Alandaki bir gazeteci ile merkezde çalışan editörler arasında da iletişimin güçlü ve anlık olması önemlidir. Bizlerin ustaları olan bazı foto muhabirlerinin şehir dışı ya da ülke dışındayken merkezlerine nasıl fotoğraf geçmeye çalıştıklarından bahsettiğim yazılarım da vardı. Postanede telefon sırası bekleyenler, santralden telefon bağlatmaya çalışanlar, saatlerce birbirine ulaşmaya çalışan insanlar…Belki de bugün ankesörlü telefonlarla hiç karşılaşmamış ve de kullanmamış olan genç arkadaşlarımız vardır bu satırları okuyanlar arasında.

Bahsedeceğim anı o dönemin Anadolu Ajansı foto muhabiri Hikmet Saatçi ile Fotoğraf Servis şefi Mehmet Ünlü ile arasında geçiyor.

Vakti zamanında Mardin Dargeçit ilçesinde bazı olaylar baş gösteriyor ve bu olayları takip etmek üzere de Anadolu Ajansı Diyarbakır bürosundan Sabit isimli bir gazeteci arkadaşları görevlendiriliyor. Sabit’in yanında uydu telefonu olmasına ve Ankara merkez defalarca kez Sabit’i aramasına rağmen bir türlü ulaşamıyorlar kendisine.

Mehmet Ünlü, ajans fotoğraf servisi müdürü sürekli salona gelip Sabit hala aramadı mı diye sorup, orada bulunan foto muhabirlerinin de telefon hatlarını meşgul etmemeleri konusunda uyarılarda bulunuyormuş.

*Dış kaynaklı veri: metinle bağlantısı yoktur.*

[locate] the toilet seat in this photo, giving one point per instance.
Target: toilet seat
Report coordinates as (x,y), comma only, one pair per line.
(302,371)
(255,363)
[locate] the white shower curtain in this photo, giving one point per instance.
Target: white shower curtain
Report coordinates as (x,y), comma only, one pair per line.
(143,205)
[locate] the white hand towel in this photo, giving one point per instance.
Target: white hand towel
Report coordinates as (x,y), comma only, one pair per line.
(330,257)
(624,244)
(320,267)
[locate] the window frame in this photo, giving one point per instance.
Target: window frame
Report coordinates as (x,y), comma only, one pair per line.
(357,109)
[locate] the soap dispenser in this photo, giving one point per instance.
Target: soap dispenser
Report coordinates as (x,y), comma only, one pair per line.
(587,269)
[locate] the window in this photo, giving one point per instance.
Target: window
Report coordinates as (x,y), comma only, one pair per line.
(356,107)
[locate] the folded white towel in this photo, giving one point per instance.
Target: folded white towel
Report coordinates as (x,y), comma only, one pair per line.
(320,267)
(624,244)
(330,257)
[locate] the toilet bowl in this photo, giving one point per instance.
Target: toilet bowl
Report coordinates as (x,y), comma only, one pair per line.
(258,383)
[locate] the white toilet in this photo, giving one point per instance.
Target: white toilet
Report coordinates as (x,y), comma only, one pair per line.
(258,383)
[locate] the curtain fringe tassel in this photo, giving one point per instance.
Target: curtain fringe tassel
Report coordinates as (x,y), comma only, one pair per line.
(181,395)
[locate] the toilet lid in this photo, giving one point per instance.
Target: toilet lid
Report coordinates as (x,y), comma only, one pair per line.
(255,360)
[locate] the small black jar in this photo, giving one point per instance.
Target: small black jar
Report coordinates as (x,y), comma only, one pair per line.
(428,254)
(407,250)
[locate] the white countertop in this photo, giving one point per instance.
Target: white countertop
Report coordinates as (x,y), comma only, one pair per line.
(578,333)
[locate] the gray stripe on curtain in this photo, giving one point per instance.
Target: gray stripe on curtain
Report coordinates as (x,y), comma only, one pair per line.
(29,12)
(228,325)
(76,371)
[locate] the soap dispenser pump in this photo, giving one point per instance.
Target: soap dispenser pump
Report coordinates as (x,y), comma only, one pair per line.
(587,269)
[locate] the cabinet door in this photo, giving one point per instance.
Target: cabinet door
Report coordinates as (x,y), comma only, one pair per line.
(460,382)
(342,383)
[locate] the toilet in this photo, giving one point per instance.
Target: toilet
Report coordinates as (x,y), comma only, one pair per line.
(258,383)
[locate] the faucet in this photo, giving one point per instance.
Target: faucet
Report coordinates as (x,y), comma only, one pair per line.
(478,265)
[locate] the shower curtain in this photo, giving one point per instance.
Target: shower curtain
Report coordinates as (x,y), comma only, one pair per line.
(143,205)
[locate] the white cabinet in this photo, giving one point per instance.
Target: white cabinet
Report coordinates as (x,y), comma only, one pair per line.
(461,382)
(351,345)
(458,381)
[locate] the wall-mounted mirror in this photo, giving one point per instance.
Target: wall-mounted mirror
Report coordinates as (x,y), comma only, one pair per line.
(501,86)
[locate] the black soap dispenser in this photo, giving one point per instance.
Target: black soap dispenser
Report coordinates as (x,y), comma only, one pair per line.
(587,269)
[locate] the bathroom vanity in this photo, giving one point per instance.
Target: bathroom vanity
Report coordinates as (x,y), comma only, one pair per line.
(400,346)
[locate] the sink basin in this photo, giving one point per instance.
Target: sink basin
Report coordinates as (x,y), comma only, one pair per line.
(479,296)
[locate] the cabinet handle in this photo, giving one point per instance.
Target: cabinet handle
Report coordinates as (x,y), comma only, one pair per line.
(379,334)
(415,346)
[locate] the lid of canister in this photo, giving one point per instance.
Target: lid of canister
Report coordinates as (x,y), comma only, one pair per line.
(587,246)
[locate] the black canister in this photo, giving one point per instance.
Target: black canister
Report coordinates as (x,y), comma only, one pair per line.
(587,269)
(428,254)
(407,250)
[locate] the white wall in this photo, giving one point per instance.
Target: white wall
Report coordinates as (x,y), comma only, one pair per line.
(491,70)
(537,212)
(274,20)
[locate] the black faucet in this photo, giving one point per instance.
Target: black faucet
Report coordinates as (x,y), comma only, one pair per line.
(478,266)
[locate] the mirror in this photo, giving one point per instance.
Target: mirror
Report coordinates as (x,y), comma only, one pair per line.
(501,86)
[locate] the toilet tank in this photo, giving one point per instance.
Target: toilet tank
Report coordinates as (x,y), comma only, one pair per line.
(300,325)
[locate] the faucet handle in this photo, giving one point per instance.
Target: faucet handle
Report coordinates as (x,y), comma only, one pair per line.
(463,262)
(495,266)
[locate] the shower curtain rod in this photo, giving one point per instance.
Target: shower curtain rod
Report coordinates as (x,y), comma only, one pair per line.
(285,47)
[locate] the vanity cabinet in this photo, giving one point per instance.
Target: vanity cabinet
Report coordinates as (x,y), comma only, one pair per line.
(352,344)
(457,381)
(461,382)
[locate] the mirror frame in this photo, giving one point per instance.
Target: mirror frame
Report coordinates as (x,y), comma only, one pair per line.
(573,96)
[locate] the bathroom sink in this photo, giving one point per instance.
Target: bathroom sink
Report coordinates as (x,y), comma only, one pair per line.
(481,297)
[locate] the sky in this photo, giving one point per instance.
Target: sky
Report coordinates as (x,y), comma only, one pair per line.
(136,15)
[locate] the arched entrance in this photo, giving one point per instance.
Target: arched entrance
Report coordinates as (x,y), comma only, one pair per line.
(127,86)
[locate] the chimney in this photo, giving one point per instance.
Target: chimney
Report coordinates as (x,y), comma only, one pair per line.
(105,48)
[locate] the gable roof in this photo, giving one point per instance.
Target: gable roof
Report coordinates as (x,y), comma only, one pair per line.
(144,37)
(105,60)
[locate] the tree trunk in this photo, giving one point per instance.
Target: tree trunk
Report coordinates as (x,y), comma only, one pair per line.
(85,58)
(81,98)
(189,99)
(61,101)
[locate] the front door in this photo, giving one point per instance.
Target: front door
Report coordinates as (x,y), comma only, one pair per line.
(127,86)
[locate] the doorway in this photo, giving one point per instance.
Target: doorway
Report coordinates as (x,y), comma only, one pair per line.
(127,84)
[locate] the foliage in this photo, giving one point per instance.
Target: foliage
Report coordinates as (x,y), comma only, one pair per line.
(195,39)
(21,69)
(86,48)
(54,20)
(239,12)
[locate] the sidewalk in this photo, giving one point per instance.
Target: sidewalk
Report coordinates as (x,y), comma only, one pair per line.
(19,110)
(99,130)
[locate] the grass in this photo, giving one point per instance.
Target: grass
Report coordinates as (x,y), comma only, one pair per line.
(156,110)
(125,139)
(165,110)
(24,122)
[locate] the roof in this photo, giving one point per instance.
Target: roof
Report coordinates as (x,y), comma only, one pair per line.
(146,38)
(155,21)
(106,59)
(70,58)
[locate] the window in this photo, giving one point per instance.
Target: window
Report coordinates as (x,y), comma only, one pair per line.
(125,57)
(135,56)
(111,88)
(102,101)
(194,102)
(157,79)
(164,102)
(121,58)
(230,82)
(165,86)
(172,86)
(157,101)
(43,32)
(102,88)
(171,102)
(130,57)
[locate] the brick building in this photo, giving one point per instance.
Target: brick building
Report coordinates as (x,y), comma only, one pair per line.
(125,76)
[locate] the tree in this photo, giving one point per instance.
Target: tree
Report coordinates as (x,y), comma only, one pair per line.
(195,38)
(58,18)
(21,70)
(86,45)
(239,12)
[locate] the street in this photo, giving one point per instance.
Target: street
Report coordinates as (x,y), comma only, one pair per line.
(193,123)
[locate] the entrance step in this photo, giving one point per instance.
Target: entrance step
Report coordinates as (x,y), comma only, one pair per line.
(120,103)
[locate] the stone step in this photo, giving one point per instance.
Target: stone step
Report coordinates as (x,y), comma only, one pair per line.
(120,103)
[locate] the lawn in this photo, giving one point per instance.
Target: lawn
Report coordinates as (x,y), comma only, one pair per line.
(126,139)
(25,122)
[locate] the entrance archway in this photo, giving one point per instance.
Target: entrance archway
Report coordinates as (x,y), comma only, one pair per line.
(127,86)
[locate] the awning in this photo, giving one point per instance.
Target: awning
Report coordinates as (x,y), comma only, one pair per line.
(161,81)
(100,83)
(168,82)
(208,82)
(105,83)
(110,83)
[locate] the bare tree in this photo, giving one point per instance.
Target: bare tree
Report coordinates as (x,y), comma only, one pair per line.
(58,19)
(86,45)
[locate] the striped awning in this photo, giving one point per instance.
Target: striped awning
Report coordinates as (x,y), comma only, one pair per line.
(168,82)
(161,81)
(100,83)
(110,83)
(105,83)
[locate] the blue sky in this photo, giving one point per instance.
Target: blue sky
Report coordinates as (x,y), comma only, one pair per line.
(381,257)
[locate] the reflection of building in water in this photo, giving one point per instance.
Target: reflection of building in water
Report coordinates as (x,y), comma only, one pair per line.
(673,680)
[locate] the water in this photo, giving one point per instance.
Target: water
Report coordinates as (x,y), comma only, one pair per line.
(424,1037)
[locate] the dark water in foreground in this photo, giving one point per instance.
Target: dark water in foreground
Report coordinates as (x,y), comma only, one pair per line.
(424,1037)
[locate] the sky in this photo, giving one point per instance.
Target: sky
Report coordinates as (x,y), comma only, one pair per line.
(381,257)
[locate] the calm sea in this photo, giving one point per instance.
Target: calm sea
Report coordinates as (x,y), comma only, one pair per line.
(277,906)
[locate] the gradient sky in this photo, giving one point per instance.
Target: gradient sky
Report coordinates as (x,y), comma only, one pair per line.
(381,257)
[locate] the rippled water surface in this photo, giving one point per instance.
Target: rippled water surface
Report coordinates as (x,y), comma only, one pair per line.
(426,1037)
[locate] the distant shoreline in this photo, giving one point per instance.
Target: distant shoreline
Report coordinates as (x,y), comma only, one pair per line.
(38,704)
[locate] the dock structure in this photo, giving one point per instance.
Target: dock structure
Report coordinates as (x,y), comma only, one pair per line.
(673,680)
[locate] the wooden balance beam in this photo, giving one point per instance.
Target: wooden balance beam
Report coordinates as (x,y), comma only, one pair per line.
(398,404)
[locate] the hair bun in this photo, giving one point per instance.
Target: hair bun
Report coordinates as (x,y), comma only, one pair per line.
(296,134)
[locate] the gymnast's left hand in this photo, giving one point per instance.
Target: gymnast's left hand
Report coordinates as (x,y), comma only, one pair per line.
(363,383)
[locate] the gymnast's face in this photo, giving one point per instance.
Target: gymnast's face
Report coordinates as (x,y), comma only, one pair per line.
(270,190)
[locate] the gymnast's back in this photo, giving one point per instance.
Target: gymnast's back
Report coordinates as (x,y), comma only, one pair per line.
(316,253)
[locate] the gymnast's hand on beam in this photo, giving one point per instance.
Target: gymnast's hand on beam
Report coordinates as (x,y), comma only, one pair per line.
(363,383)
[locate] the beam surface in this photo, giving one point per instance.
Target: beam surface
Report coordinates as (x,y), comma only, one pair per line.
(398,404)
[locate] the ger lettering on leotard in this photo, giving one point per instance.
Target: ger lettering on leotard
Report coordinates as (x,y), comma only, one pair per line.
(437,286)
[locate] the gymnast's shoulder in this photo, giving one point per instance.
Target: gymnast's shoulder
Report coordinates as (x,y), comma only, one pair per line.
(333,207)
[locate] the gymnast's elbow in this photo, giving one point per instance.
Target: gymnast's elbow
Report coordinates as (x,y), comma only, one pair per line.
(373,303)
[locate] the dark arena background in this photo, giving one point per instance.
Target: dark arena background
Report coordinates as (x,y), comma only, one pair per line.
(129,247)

Hikmet abi de o sırada bir arkadaşı ile telefonda konuşuyormuş ama rivayet o ki Hikmet abi ajansın karşısındaki kebapçıdan lahmacun siparişi vermeye çalışıyormuş. Tam da bu esnada kendisine bir türlü ulaşılamayan Sabit salondaki iki hattan Hikmet Saatçi’nin meşgul etmediği diğer hattan büroyu aramış. Telefonu açan kişi Mehmet Ünlü’ye seslenerek Sabit’in aradığını bildirmiş. Mehmet Ünlü hemen telefonu alarak alo Sabit diyerek lafa girmiş. Neredesin? Neden aramıyorsun diyerek de bir taraftan da Sabit’e fırça çekmeye başlamış. Ortam biraz gerilmiş.

Şimdi duruma bakın, bir hatta gergin ve fırça atan bir fotoğraf servis şefi diğer hatta da Hikmet Saatçi aynı anda telefonla konuşuyor. Hikmet Saatçi tekrar söylüyorum rivayete göre telefonda lahmacun siparişi vermeye diğer telefonda da müdürü haber için saatlerdir ulaşılamayan muhabiri ile haber için görüşmeye çalışıyor.

Bu arada masada yan yana duran telefonların birisinin rengi kırmızı diğeri ise sarımtırak bir renkmiş. Bu gergin ortamda müdürünün hışmına uğramak istemeyen Saatçi telefonun ahizesini yuvasına yavaşça yerleştirmiş. Tam da o sırada Mehmet Ünlü tekrar alo Sabit, alo Sabit diye gittikçe gerginleşene ifadelerle sesini yükseltmeye başlamış. Hikmet saatçi ne olduğunu anlamaya çalışırken bir de bakmış ki kendi kullandığı telefonun ahizesini servis müdürünün konuştuğu telefona yerleştirmiş. Böylelikle Sabit ile kurulan iletişim kopmuş. Hatasını fark eden Saatçi hemen ahizeyi kaldırıp alo Sabit Sabit diyerek amiyane tabirle hatasını kaynatmaya çalışırken Ünlü de hay sizin yapacağınız işe diyerek oradan ayrılmış.

Sonuç olarak siz siz olun kapattığınız sandığınız telefona daha çok dikkat edin.